Le mot Québec nous vient des Premières Nations, il signifiait un rétrécissement du fleuve.

Troisième lien: pourquoi tant d’opposition?

POINT DE VUE / Je reste surpris en permanence lorsque je prends la mesure de l’opposition citoyenne des gens de Québec au troisième lien et de l’écho qu’en font les médias de la région. Mais je suis carrément sidéré de constater que cette opposition s’étend aujourd’hui aux citoyens et commentateurs politiques de Montréal.

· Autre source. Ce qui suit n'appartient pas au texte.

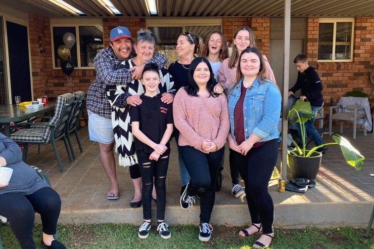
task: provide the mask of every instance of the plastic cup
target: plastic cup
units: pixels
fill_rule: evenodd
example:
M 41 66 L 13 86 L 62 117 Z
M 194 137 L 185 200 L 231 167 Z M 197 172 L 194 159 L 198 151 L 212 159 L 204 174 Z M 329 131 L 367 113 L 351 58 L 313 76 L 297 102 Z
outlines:
M 32 105 L 33 105 L 33 108 L 34 108 L 35 110 L 38 110 L 39 109 L 39 102 L 38 101 L 33 101 L 32 102 Z
M 18 104 L 21 103 L 21 96 L 15 96 L 14 100 L 15 101 L 16 105 L 18 105 Z
M 7 167 L 0 167 L 0 184 L 6 185 L 12 177 L 13 169 Z

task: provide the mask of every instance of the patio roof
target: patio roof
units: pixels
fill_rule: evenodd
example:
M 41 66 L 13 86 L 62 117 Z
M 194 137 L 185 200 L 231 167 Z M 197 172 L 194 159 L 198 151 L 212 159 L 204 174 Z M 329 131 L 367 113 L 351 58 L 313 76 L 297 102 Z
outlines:
M 56 5 L 55 0 L 2 0 L 1 3 L 29 14 L 51 18 L 79 16 Z M 282 16 L 284 0 L 157 0 L 156 15 L 151 15 L 147 0 L 110 0 L 121 13 L 117 15 L 104 0 L 64 0 L 92 17 Z M 291 0 L 291 16 L 373 16 L 374 1 Z

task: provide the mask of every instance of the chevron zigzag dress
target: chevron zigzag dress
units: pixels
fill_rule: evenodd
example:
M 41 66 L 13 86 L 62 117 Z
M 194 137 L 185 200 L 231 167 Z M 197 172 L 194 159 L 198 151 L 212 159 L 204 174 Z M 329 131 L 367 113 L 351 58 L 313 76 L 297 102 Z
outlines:
M 135 66 L 132 60 L 129 60 L 123 62 L 119 69 L 130 69 Z M 174 81 L 167 70 L 163 68 L 159 71 L 161 77 L 161 83 L 158 87 L 159 92 L 175 94 Z M 108 86 L 106 89 L 107 96 L 112 106 L 112 125 L 116 142 L 116 153 L 119 154 L 119 166 L 126 167 L 138 164 L 134 138 L 131 131 L 131 119 L 129 113 L 130 106 L 126 104 L 124 93 L 140 95 L 144 92 L 143 85 L 140 81 L 133 80 L 129 84 Z

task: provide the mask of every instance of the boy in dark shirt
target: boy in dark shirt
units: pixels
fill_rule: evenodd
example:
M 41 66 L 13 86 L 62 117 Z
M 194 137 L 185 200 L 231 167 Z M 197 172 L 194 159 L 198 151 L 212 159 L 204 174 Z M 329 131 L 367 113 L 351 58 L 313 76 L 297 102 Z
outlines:
M 293 63 L 299 73 L 296 84 L 289 89 L 288 96 L 291 96 L 301 89 L 302 95 L 300 96 L 300 100 L 303 101 L 307 99 L 310 102 L 312 114 L 315 118 L 305 123 L 305 129 L 313 139 L 316 145 L 321 145 L 323 144 L 323 142 L 314 126 L 314 120 L 317 113 L 324 106 L 324 97 L 321 93 L 323 89 L 322 83 L 314 68 L 308 64 L 308 59 L 305 55 L 298 54 L 293 60 Z M 298 125 L 296 126 L 298 127 L 299 136 L 301 137 L 300 128 Z M 304 137 L 306 138 L 306 136 Z M 324 153 L 326 150 L 325 147 L 322 147 L 318 149 L 317 151 Z
M 163 239 L 171 235 L 164 222 L 166 203 L 165 180 L 170 153 L 169 140 L 173 132 L 172 104 L 161 100 L 157 94 L 161 78 L 156 65 L 146 65 L 141 76 L 145 93 L 140 95 L 141 103 L 130 108 L 133 134 L 136 137 L 135 150 L 141 173 L 141 198 L 144 223 L 138 236 L 146 239 L 151 227 L 152 189 L 156 188 L 157 231 Z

Une consultation rapide d’une carte de la région de Montréal montre qu’il y a quinze ponts qui ceinturent l’île, sept de plus si on y inclut Laval, pour un total de 22. On sait tous que l’agglomération urbaine de Montréal est passablement populeuse que celle de Québec, mais si on prenait un peu de recul, on pourrait se demander pourquoi tant de gens ont choisi deux îles au milieu du fleuve comme lieu de résidence ou de travail, pour se compliquer la vie par la suite tous les jours pour y entrer et en sortir. Si l’Histoire avait réservé le statut de parc national associé à une vocation agricole à ces îles comme pour les Îles-de-Boucherville, l’économie de tout le Québec ne perdrait pas autant d’énergies, de temps et d’argent à se dépêtrer de cet imbroglio routier et chantier permanent que constitue Montréal.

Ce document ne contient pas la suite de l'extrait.